14. Prenant acte de ce refus, la société Golf Optimum, en tant que maître d''uvre, a engagé la société Coseec France à poursuivre les travaux du 30 octobre 2017 jusqu’au 30 août 2018 pour les mettre en conformité avec les attentes de la société Domaine de Buffières.
15. Afin d’acter officiellement de la levée de l’ensemble des réserves, la société Coseec France a sollicité l’organisation d’une nouvelle réunion le 7 août 2018 à l’occasion de laquelle étaient présents la société Acieg, [Z] [W], la société Golf Optimum et la société Greentee. Avant cette réunion, la société Domaine de Buffières et la société Acieg ont fait procéder à deux constats d’huissier les 5 juin 2018 et 13 juillet 2018.

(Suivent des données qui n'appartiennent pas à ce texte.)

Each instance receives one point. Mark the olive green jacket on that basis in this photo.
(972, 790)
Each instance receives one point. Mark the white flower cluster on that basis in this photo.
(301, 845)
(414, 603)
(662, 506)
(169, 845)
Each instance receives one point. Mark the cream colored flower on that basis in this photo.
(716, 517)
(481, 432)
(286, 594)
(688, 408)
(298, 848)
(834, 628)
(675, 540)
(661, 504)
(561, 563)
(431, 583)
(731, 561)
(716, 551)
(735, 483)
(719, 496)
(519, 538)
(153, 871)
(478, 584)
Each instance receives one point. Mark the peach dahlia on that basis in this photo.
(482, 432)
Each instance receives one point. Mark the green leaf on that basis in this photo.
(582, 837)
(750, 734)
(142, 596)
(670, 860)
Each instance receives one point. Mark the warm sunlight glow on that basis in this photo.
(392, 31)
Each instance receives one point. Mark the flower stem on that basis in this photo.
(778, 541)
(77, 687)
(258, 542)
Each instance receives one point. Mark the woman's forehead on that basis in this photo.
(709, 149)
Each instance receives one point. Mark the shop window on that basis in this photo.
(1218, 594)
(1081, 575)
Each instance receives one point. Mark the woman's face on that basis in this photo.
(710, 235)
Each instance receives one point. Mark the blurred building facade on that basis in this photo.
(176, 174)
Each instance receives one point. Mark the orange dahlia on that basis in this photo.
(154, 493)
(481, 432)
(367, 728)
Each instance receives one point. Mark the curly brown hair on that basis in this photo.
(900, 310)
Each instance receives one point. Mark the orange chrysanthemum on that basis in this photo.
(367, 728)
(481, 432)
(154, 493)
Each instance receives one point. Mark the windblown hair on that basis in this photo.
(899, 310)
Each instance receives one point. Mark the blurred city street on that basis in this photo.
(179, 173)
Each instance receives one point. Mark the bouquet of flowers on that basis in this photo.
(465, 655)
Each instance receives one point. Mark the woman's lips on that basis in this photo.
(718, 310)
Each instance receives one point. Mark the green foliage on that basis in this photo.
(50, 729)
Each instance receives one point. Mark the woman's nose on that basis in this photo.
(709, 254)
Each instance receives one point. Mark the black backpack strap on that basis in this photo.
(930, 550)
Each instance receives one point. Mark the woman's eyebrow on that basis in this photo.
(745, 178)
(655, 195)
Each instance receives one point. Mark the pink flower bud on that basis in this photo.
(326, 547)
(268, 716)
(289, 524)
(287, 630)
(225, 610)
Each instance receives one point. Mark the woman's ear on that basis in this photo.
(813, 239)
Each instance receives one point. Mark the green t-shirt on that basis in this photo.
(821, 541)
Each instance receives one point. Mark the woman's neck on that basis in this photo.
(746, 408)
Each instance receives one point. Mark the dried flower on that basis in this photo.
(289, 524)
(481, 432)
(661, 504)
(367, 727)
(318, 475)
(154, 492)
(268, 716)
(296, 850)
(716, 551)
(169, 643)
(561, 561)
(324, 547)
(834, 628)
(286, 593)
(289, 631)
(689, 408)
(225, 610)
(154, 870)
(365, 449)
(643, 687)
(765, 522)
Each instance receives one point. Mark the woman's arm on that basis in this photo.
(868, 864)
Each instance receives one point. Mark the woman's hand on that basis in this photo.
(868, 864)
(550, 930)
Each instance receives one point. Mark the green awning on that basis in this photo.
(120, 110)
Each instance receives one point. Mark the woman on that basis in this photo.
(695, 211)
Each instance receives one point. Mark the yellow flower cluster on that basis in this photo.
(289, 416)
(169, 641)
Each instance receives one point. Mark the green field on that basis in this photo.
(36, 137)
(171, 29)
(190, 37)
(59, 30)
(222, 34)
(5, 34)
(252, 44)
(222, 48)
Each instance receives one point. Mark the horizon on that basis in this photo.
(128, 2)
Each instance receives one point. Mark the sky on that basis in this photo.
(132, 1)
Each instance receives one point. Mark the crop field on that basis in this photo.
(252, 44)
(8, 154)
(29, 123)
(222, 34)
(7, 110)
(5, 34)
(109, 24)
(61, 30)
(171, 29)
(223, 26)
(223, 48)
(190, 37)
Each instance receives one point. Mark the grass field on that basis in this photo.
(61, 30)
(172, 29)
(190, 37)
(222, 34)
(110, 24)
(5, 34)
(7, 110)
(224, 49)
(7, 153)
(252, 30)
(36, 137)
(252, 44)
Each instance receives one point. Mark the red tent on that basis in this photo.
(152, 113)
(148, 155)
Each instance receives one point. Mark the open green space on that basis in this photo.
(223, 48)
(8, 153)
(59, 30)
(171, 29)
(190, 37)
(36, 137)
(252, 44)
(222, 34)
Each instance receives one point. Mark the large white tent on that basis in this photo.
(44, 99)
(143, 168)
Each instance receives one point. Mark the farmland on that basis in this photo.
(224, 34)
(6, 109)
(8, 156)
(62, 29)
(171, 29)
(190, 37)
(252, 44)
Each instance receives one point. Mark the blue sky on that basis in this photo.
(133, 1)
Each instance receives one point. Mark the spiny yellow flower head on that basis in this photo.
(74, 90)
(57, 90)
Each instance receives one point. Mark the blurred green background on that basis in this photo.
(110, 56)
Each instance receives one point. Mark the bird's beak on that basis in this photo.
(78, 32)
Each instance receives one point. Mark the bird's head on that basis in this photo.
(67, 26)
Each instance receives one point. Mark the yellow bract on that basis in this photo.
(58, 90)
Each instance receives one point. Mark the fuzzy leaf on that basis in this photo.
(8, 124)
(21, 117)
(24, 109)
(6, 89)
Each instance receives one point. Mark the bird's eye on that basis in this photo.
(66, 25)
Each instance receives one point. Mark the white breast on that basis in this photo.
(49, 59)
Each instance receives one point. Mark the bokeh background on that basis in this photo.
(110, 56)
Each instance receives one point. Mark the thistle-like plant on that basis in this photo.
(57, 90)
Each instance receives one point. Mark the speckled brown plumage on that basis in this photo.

16. La société Domaine de Buffières a cependant renouvelé son refus de procéder à la réception des ouvrages. Par actes d’huissiers signi’és les 12 septembre 2017 et 13 septembre 2018, elle a, en conséquence, assigné la société Coseec France et la société Golf Optimum devant le tribunal de commerce de Vienne aux fins de désignation d’un expert judiciaire. Une ordonnance du 20 décembre 2018 a fait droit à cette demande et a désigné monsieur [N] en qualité d’expert. Ce dernier a déposé son rapport le 27 novembre 2019.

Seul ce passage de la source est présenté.